Dadurch wird die monatliche Grenze von 538 Euro überschritten (zusätzliche Zinsen ca. 117 Euro/Monat: 2400 Zinsen/Jahr abzgl. 1000 Freibetrag /12), die auch für die Familienversicherung in der Krankenversicherung relevant ist!
Nach meinen Informationen kann ich dann nicht mehr bei meiner Frau (GKV, Kinder sind „aus dem Haus“, haben eigene KV, nicht in der Familienversicherung) familienversichert sein.

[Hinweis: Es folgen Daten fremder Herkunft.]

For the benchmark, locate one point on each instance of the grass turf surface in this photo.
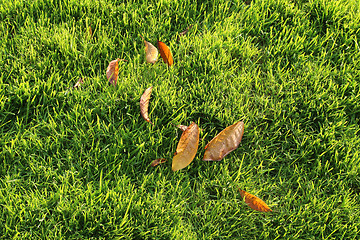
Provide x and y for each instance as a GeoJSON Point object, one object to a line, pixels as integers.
{"type": "Point", "coordinates": [75, 163]}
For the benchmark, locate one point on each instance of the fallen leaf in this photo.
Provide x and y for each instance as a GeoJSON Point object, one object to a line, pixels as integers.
{"type": "Point", "coordinates": [254, 202]}
{"type": "Point", "coordinates": [112, 72]}
{"type": "Point", "coordinates": [182, 127]}
{"type": "Point", "coordinates": [224, 143]}
{"type": "Point", "coordinates": [165, 53]}
{"type": "Point", "coordinates": [158, 161]}
{"type": "Point", "coordinates": [78, 83]}
{"type": "Point", "coordinates": [184, 32]}
{"type": "Point", "coordinates": [144, 104]}
{"type": "Point", "coordinates": [186, 148]}
{"type": "Point", "coordinates": [150, 51]}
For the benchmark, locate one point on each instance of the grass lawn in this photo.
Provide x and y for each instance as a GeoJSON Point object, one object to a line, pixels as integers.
{"type": "Point", "coordinates": [75, 163]}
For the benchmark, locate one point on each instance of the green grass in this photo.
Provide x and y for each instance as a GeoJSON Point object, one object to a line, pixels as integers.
{"type": "Point", "coordinates": [74, 164]}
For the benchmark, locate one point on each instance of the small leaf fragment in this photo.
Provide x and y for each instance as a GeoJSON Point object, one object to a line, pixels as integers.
{"type": "Point", "coordinates": [144, 104]}
{"type": "Point", "coordinates": [158, 161]}
{"type": "Point", "coordinates": [112, 72]}
{"type": "Point", "coordinates": [165, 53]}
{"type": "Point", "coordinates": [224, 143]}
{"type": "Point", "coordinates": [150, 51]}
{"type": "Point", "coordinates": [186, 148]}
{"type": "Point", "coordinates": [254, 202]}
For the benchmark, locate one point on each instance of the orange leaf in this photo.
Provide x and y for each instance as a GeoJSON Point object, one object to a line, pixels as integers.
{"type": "Point", "coordinates": [165, 53]}
{"type": "Point", "coordinates": [224, 143]}
{"type": "Point", "coordinates": [182, 127]}
{"type": "Point", "coordinates": [112, 72]}
{"type": "Point", "coordinates": [144, 104]}
{"type": "Point", "coordinates": [254, 202]}
{"type": "Point", "coordinates": [150, 51]}
{"type": "Point", "coordinates": [186, 148]}
{"type": "Point", "coordinates": [158, 161]}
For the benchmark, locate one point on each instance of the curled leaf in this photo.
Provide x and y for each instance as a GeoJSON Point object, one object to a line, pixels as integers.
{"type": "Point", "coordinates": [158, 161]}
{"type": "Point", "coordinates": [165, 53]}
{"type": "Point", "coordinates": [182, 127]}
{"type": "Point", "coordinates": [144, 104]}
{"type": "Point", "coordinates": [78, 83]}
{"type": "Point", "coordinates": [112, 72]}
{"type": "Point", "coordinates": [186, 148]}
{"type": "Point", "coordinates": [224, 143]}
{"type": "Point", "coordinates": [150, 51]}
{"type": "Point", "coordinates": [254, 202]}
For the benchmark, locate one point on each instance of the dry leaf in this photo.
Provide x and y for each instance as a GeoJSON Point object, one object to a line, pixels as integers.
{"type": "Point", "coordinates": [186, 148]}
{"type": "Point", "coordinates": [165, 53]}
{"type": "Point", "coordinates": [225, 142]}
{"type": "Point", "coordinates": [150, 51]}
{"type": "Point", "coordinates": [144, 104]}
{"type": "Point", "coordinates": [182, 127]}
{"type": "Point", "coordinates": [254, 202]}
{"type": "Point", "coordinates": [158, 161]}
{"type": "Point", "coordinates": [78, 83]}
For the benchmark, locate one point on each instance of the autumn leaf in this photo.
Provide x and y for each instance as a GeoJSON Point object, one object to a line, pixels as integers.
{"type": "Point", "coordinates": [112, 72]}
{"type": "Point", "coordinates": [186, 148]}
{"type": "Point", "coordinates": [144, 104]}
{"type": "Point", "coordinates": [150, 51]}
{"type": "Point", "coordinates": [158, 161]}
{"type": "Point", "coordinates": [78, 83]}
{"type": "Point", "coordinates": [182, 127]}
{"type": "Point", "coordinates": [165, 53]}
{"type": "Point", "coordinates": [225, 142]}
{"type": "Point", "coordinates": [254, 202]}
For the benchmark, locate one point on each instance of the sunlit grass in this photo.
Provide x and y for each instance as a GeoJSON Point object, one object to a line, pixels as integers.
{"type": "Point", "coordinates": [75, 164]}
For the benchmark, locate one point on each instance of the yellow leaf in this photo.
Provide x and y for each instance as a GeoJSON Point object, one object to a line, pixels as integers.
{"type": "Point", "coordinates": [224, 143]}
{"type": "Point", "coordinates": [144, 104]}
{"type": "Point", "coordinates": [150, 51]}
{"type": "Point", "coordinates": [254, 202]}
{"type": "Point", "coordinates": [186, 148]}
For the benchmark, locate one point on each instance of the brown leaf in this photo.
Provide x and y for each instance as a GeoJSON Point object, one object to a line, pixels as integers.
{"type": "Point", "coordinates": [78, 83]}
{"type": "Point", "coordinates": [182, 127]}
{"type": "Point", "coordinates": [186, 148]}
{"type": "Point", "coordinates": [165, 53]}
{"type": "Point", "coordinates": [224, 143]}
{"type": "Point", "coordinates": [158, 161]}
{"type": "Point", "coordinates": [112, 72]}
{"type": "Point", "coordinates": [254, 202]}
{"type": "Point", "coordinates": [144, 104]}
{"type": "Point", "coordinates": [150, 51]}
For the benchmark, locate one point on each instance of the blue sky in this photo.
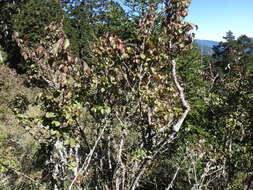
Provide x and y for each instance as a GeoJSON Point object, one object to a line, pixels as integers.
{"type": "Point", "coordinates": [215, 17]}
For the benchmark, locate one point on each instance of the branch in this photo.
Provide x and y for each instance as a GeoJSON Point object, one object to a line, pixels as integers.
{"type": "Point", "coordinates": [178, 125]}
{"type": "Point", "coordinates": [88, 158]}
{"type": "Point", "coordinates": [173, 179]}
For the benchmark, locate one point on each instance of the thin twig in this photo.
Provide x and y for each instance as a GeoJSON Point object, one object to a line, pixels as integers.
{"type": "Point", "coordinates": [178, 125]}
{"type": "Point", "coordinates": [88, 158]}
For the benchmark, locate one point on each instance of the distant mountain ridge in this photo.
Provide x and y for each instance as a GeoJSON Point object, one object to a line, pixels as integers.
{"type": "Point", "coordinates": [206, 46]}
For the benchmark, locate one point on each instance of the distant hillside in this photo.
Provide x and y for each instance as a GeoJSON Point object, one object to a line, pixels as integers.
{"type": "Point", "coordinates": [205, 46]}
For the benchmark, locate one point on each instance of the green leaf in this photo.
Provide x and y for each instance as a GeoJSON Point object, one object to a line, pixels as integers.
{"type": "Point", "coordinates": [56, 123]}
{"type": "Point", "coordinates": [50, 115]}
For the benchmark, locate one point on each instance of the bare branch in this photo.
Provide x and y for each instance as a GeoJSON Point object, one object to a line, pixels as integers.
{"type": "Point", "coordinates": [187, 108]}
{"type": "Point", "coordinates": [88, 158]}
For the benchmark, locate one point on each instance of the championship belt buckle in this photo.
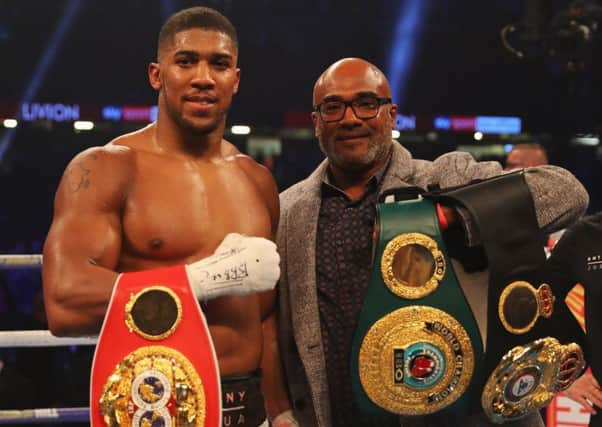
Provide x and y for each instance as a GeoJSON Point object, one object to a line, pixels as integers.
{"type": "Point", "coordinates": [416, 360]}
{"type": "Point", "coordinates": [527, 378]}
{"type": "Point", "coordinates": [147, 370]}
{"type": "Point", "coordinates": [412, 265]}
{"type": "Point", "coordinates": [520, 305]}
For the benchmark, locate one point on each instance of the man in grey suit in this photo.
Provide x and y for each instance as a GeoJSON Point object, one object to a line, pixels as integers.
{"type": "Point", "coordinates": [325, 239]}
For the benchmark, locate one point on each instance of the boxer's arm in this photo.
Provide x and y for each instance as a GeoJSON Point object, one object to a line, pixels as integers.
{"type": "Point", "coordinates": [83, 245]}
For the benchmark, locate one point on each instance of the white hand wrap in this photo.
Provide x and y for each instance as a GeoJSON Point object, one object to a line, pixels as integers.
{"type": "Point", "coordinates": [240, 265]}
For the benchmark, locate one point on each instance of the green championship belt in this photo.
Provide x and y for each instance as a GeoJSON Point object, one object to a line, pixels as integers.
{"type": "Point", "coordinates": [417, 345]}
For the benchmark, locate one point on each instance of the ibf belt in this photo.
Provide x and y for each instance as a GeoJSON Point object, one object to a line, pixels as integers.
{"type": "Point", "coordinates": [155, 364]}
{"type": "Point", "coordinates": [417, 346]}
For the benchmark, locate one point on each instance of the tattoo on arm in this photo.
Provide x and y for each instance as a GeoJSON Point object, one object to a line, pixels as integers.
{"type": "Point", "coordinates": [77, 176]}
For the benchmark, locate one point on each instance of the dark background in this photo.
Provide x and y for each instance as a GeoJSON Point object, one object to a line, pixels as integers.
{"type": "Point", "coordinates": [455, 61]}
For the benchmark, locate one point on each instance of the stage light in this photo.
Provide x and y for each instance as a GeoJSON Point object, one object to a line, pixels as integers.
{"type": "Point", "coordinates": [10, 123]}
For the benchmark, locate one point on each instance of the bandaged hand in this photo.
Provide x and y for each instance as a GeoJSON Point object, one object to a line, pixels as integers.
{"type": "Point", "coordinates": [241, 265]}
{"type": "Point", "coordinates": [586, 391]}
{"type": "Point", "coordinates": [285, 419]}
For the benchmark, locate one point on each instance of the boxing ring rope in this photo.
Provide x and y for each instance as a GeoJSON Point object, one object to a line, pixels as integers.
{"type": "Point", "coordinates": [39, 416]}
{"type": "Point", "coordinates": [14, 339]}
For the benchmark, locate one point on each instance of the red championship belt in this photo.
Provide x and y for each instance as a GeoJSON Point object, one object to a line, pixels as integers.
{"type": "Point", "coordinates": [155, 363]}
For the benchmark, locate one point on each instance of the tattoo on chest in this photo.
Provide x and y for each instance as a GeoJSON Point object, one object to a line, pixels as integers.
{"type": "Point", "coordinates": [78, 175]}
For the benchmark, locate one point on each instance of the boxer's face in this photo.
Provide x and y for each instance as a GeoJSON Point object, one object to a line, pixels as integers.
{"type": "Point", "coordinates": [196, 77]}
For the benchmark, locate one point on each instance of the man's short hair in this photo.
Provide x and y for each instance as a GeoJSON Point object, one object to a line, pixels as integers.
{"type": "Point", "coordinates": [195, 17]}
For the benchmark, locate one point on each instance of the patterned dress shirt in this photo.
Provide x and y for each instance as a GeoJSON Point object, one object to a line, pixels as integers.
{"type": "Point", "coordinates": [343, 266]}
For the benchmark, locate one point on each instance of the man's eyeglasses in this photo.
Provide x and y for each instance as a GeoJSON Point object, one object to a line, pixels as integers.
{"type": "Point", "coordinates": [365, 107]}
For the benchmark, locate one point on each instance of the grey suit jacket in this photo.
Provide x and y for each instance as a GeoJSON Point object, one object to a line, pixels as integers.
{"type": "Point", "coordinates": [558, 197]}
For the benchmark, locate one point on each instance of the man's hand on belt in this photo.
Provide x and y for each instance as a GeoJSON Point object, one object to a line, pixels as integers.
{"type": "Point", "coordinates": [240, 265]}
{"type": "Point", "coordinates": [285, 419]}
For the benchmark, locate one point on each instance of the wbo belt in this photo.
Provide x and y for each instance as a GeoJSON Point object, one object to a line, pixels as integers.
{"type": "Point", "coordinates": [155, 363]}
{"type": "Point", "coordinates": [417, 349]}
{"type": "Point", "coordinates": [417, 346]}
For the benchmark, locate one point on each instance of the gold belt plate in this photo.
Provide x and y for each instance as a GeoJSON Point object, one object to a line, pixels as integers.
{"type": "Point", "coordinates": [153, 385]}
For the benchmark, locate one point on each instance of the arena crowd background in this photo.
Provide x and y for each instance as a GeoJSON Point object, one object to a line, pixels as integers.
{"type": "Point", "coordinates": [473, 75]}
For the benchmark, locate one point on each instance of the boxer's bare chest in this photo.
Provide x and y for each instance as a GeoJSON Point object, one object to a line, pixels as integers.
{"type": "Point", "coordinates": [179, 211]}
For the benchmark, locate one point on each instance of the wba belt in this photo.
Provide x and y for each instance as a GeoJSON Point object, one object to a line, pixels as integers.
{"type": "Point", "coordinates": [154, 362]}
{"type": "Point", "coordinates": [417, 349]}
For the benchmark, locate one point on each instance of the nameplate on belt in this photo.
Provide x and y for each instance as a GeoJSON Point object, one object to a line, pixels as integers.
{"type": "Point", "coordinates": [417, 345]}
{"type": "Point", "coordinates": [154, 362]}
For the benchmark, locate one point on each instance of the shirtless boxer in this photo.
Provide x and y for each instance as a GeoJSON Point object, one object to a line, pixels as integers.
{"type": "Point", "coordinates": [169, 194]}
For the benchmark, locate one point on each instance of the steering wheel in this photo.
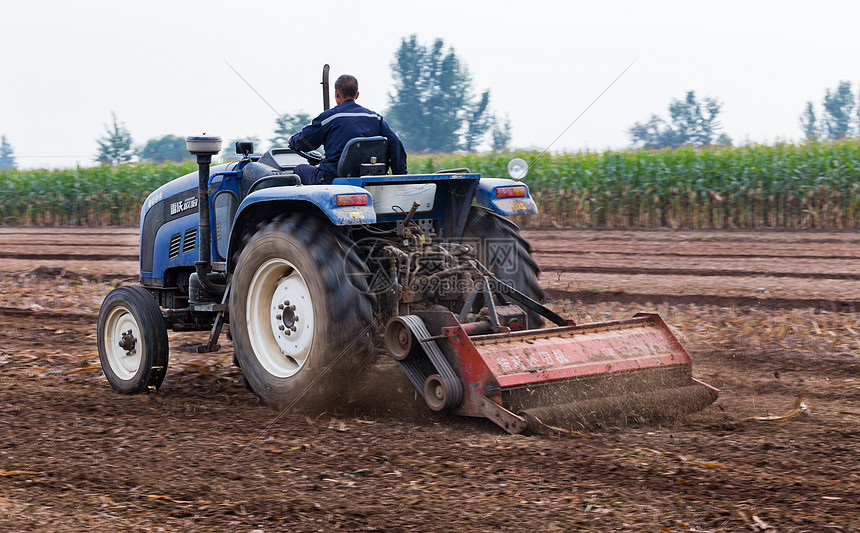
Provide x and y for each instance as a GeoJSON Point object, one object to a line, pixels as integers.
{"type": "Point", "coordinates": [313, 157]}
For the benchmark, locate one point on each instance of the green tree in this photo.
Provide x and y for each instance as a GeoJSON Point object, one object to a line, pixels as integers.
{"type": "Point", "coordinates": [691, 122]}
{"type": "Point", "coordinates": [167, 148]}
{"type": "Point", "coordinates": [286, 126]}
{"type": "Point", "coordinates": [808, 122]}
{"type": "Point", "coordinates": [838, 105]}
{"type": "Point", "coordinates": [7, 155]}
{"type": "Point", "coordinates": [501, 134]}
{"type": "Point", "coordinates": [431, 107]}
{"type": "Point", "coordinates": [115, 145]}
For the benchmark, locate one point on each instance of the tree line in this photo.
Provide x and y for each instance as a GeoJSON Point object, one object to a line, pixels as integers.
{"type": "Point", "coordinates": [435, 108]}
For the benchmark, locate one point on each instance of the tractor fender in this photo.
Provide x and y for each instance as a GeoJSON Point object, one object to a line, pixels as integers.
{"type": "Point", "coordinates": [486, 196]}
{"type": "Point", "coordinates": [267, 204]}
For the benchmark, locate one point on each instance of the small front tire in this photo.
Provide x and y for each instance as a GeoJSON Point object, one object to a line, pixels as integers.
{"type": "Point", "coordinates": [132, 340]}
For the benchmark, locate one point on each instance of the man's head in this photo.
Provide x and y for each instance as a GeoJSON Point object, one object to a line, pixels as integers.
{"type": "Point", "coordinates": [345, 88]}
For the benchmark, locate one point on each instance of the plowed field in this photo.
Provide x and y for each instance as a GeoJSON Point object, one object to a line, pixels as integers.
{"type": "Point", "coordinates": [770, 318]}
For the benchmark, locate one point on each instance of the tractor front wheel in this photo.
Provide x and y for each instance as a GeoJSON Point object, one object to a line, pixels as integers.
{"type": "Point", "coordinates": [299, 329]}
{"type": "Point", "coordinates": [132, 340]}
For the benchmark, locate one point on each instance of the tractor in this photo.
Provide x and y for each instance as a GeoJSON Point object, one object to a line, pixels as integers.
{"type": "Point", "coordinates": [314, 282]}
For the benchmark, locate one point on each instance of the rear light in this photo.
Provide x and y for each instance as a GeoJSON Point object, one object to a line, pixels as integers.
{"type": "Point", "coordinates": [343, 200]}
{"type": "Point", "coordinates": [517, 191]}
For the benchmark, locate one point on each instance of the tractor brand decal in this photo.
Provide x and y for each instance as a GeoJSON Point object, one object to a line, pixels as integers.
{"type": "Point", "coordinates": [183, 205]}
{"type": "Point", "coordinates": [531, 362]}
{"type": "Point", "coordinates": [154, 198]}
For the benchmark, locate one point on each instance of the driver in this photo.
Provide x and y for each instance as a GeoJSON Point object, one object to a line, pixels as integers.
{"type": "Point", "coordinates": [337, 126]}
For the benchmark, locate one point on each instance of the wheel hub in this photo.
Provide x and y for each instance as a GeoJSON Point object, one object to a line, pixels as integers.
{"type": "Point", "coordinates": [280, 317]}
{"type": "Point", "coordinates": [128, 342]}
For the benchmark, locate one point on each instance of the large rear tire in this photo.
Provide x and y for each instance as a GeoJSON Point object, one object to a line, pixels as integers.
{"type": "Point", "coordinates": [506, 254]}
{"type": "Point", "coordinates": [299, 328]}
{"type": "Point", "coordinates": [132, 340]}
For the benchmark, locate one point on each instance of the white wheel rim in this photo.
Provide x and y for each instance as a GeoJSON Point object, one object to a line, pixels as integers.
{"type": "Point", "coordinates": [280, 318]}
{"type": "Point", "coordinates": [124, 363]}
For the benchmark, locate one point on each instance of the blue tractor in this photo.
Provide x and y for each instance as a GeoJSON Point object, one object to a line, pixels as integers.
{"type": "Point", "coordinates": [315, 281]}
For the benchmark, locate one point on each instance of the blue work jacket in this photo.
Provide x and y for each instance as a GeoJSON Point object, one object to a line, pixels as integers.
{"type": "Point", "coordinates": [337, 126]}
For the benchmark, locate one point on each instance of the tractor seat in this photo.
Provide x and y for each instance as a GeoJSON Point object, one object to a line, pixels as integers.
{"type": "Point", "coordinates": [364, 156]}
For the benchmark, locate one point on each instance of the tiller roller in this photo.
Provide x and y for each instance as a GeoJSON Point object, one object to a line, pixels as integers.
{"type": "Point", "coordinates": [570, 375]}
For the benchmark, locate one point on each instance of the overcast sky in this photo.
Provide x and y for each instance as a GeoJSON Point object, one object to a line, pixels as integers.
{"type": "Point", "coordinates": [158, 64]}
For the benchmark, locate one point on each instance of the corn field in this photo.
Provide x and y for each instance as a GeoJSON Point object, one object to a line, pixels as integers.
{"type": "Point", "coordinates": [812, 185]}
{"type": "Point", "coordinates": [95, 196]}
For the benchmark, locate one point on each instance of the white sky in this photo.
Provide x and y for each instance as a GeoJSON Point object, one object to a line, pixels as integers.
{"type": "Point", "coordinates": [67, 65]}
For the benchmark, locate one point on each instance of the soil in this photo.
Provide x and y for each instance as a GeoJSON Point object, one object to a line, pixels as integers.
{"type": "Point", "coordinates": [770, 318]}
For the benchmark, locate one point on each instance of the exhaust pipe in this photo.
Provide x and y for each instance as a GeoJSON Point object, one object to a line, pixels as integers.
{"type": "Point", "coordinates": [204, 148]}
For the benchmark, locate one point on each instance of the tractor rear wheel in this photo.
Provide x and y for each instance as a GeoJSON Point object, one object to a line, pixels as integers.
{"type": "Point", "coordinates": [132, 340]}
{"type": "Point", "coordinates": [506, 254]}
{"type": "Point", "coordinates": [299, 328]}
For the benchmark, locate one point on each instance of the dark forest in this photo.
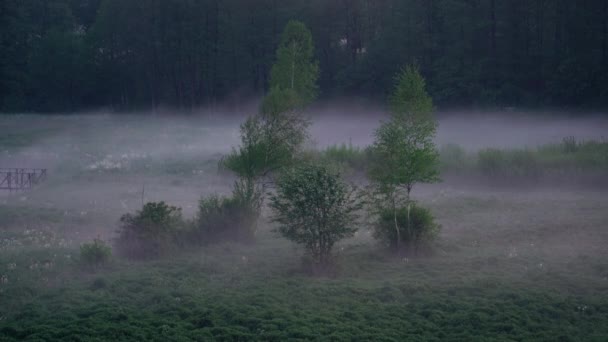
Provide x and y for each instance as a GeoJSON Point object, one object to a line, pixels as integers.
{"type": "Point", "coordinates": [70, 55]}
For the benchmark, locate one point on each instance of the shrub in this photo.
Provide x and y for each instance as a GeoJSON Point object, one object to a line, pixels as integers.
{"type": "Point", "coordinates": [491, 162]}
{"type": "Point", "coordinates": [228, 218]}
{"type": "Point", "coordinates": [453, 158]}
{"type": "Point", "coordinates": [348, 155]}
{"type": "Point", "coordinates": [314, 208]}
{"type": "Point", "coordinates": [496, 163]}
{"type": "Point", "coordinates": [569, 144]}
{"type": "Point", "coordinates": [95, 254]}
{"type": "Point", "coordinates": [151, 232]}
{"type": "Point", "coordinates": [422, 228]}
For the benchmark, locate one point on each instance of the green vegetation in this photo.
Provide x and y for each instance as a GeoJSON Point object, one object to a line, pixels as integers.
{"type": "Point", "coordinates": [404, 154]}
{"type": "Point", "coordinates": [417, 228]}
{"type": "Point", "coordinates": [150, 232]}
{"type": "Point", "coordinates": [568, 160]}
{"type": "Point", "coordinates": [132, 54]}
{"type": "Point", "coordinates": [295, 69]}
{"type": "Point", "coordinates": [227, 218]}
{"type": "Point", "coordinates": [95, 254]}
{"type": "Point", "coordinates": [315, 208]}
{"type": "Point", "coordinates": [487, 281]}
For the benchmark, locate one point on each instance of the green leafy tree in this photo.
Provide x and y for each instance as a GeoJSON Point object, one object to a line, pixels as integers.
{"type": "Point", "coordinates": [95, 254]}
{"type": "Point", "coordinates": [316, 209]}
{"type": "Point", "coordinates": [295, 68]}
{"type": "Point", "coordinates": [403, 152]}
{"type": "Point", "coordinates": [150, 232]}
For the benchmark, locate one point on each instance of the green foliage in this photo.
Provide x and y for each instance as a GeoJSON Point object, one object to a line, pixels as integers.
{"type": "Point", "coordinates": [294, 68]}
{"type": "Point", "coordinates": [269, 142]}
{"type": "Point", "coordinates": [453, 158]}
{"type": "Point", "coordinates": [419, 231]}
{"type": "Point", "coordinates": [150, 232]}
{"type": "Point", "coordinates": [95, 254]}
{"type": "Point", "coordinates": [314, 208]}
{"type": "Point", "coordinates": [403, 152]}
{"type": "Point", "coordinates": [229, 218]}
{"type": "Point", "coordinates": [410, 96]}
{"type": "Point", "coordinates": [497, 163]}
{"type": "Point", "coordinates": [130, 54]}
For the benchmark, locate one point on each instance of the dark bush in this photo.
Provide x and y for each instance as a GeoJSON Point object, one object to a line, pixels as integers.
{"type": "Point", "coordinates": [95, 254]}
{"type": "Point", "coordinates": [151, 232]}
{"type": "Point", "coordinates": [509, 164]}
{"type": "Point", "coordinates": [422, 228]}
{"type": "Point", "coordinates": [228, 218]}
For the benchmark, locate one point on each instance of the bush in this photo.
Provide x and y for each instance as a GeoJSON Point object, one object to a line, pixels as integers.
{"type": "Point", "coordinates": [453, 158]}
{"type": "Point", "coordinates": [422, 228]}
{"type": "Point", "coordinates": [347, 155]}
{"type": "Point", "coordinates": [504, 164]}
{"type": "Point", "coordinates": [314, 208]}
{"type": "Point", "coordinates": [95, 254]}
{"type": "Point", "coordinates": [225, 219]}
{"type": "Point", "coordinates": [151, 232]}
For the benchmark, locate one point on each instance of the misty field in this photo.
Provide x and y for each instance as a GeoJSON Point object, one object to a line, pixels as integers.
{"type": "Point", "coordinates": [522, 254]}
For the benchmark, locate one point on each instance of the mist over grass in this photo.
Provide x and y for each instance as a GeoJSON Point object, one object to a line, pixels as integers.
{"type": "Point", "coordinates": [519, 259]}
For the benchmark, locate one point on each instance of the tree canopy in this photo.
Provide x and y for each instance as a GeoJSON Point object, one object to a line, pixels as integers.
{"type": "Point", "coordinates": [66, 55]}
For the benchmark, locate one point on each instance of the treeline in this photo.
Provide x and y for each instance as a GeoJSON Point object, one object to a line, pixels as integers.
{"type": "Point", "coordinates": [65, 55]}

Es tritt dadurch eine (freiwillige) Versicherungspflicht in der Krankenversicherung ein (bzw. ich wünsche diese, um eine Krankenversicherung überhaupt zu haben).
Die Monatsbeiträge zur freiwilligen Krankenversicherung betragen typischerweise über 100 Euro.
- Ist es dabei möglich, auf die Einstufung als und die Regeln des Minijobs zu verzichten und mit Einstufung als „regulärer“ oder Midi-Jobber zu arbeiten? Dann zwar mit Lohnsteuer und KV, PV, RV und AV-Beiträgen, die sind aber niedriger als die freiwillige Krankenversicherung.
- Oder ist die Einstufung als Minijob zwingend (kein kann)?
- Der Arbeitgeber müsste doch niedrigere Kosten für seinen SV-Anteil haben? Korrekt?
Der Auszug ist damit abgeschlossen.